Paid shadow cabinet system at Rother District Council '˜not a viable idea'
Conservative council leaders have raised concerns over a recommendation to introduce a paid shadow cabinet system in Rother.
The suggestion to introduce the system came as part of a series of recommendations around councillors’ pay and conditions put forward by an independent panel last year.
The panel’s recommendations, which also included the introduction of a two per cent annual increase to councillor allowances, were discussed by Rother District Council’s Conservative-led cabinet at a meeting on Monday (January 14).
Kicking off the discussion, cabinet member for business Martin Kenward (Con. – Bexhill Kewhurst) said: “I have always considered that the special responsibility allowance is paid because when they make decisions under that special responsibility they can be held accountable for it.
“Therefore I don’t really consider it would be right to have a shadow cabinet paid 10 per cent of the allowance, when they would not be making decisions they would be held accountable for.”
Cllr Kenward’s views were echoed by Sally-Ann Hart (Con. – Eastern Rother), the council’s lead member for culture and tourism, who argued a shadow cabinet system ‘was not viable’ due to the council’s current political balance.
Cllr Hart said: “We’ve got 31 Conservative councillors and seven opposition councillors, so were we to bring in something like that then every single opposition councillor would be entitled to a special allowance, as they would all need to become a shadow cabinet.
“At the moment I don’t think it is viable, but perhaps in later years it might be if we have a bigger opposition and there are changes to Rother District Council’s make-up.”
Council leader Carl Maynard (Con. – Brede) meanwhile argued that Rother would be the only council in East Sussex to have a paid shadow cabinet, if the recommendation was introduced.
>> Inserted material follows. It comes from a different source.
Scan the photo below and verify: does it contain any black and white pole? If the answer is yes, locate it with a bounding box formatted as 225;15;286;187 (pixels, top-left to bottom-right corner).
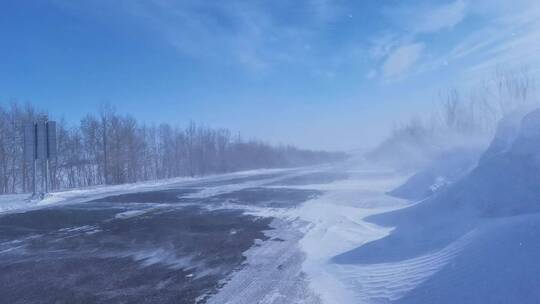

According to council papers, the recommendation to introduce a shadow cabinet technically falls outside of the scope of the panel’s responsibility.
Two of the panel’s other recommendations also fell out of scope, the council papers show. These were: for the council to consider the physical and mental wellbeing of members as part of its workings and to ensure councillors received training about the allowance system.
The panel also recommended the authority increases its councillors’ basic allowances by two per cent each year – seeing members’ base pay increase from £4,387.64 to £4,475 in 2019/20.
However this would be offset by plans to scrap the council’s £200 broadband allowance, money currently made available to pay for councillors’ internet bills.
Cabinet member for strategic planning Gillian Johnson said: “I think our allowances are actually set at a very reasonable level.
“But they do have to be set at that reasonable level to make certain you can allow any person of any income to be able to sit as a councillor without perhaps losing out.
“It would be awful if it was just retired people we could attract because they were the only ones not working during the day.”
If approved following a full council vote, the recommendations – including the pay rise – would not take effect until after the next council elections in May 2019.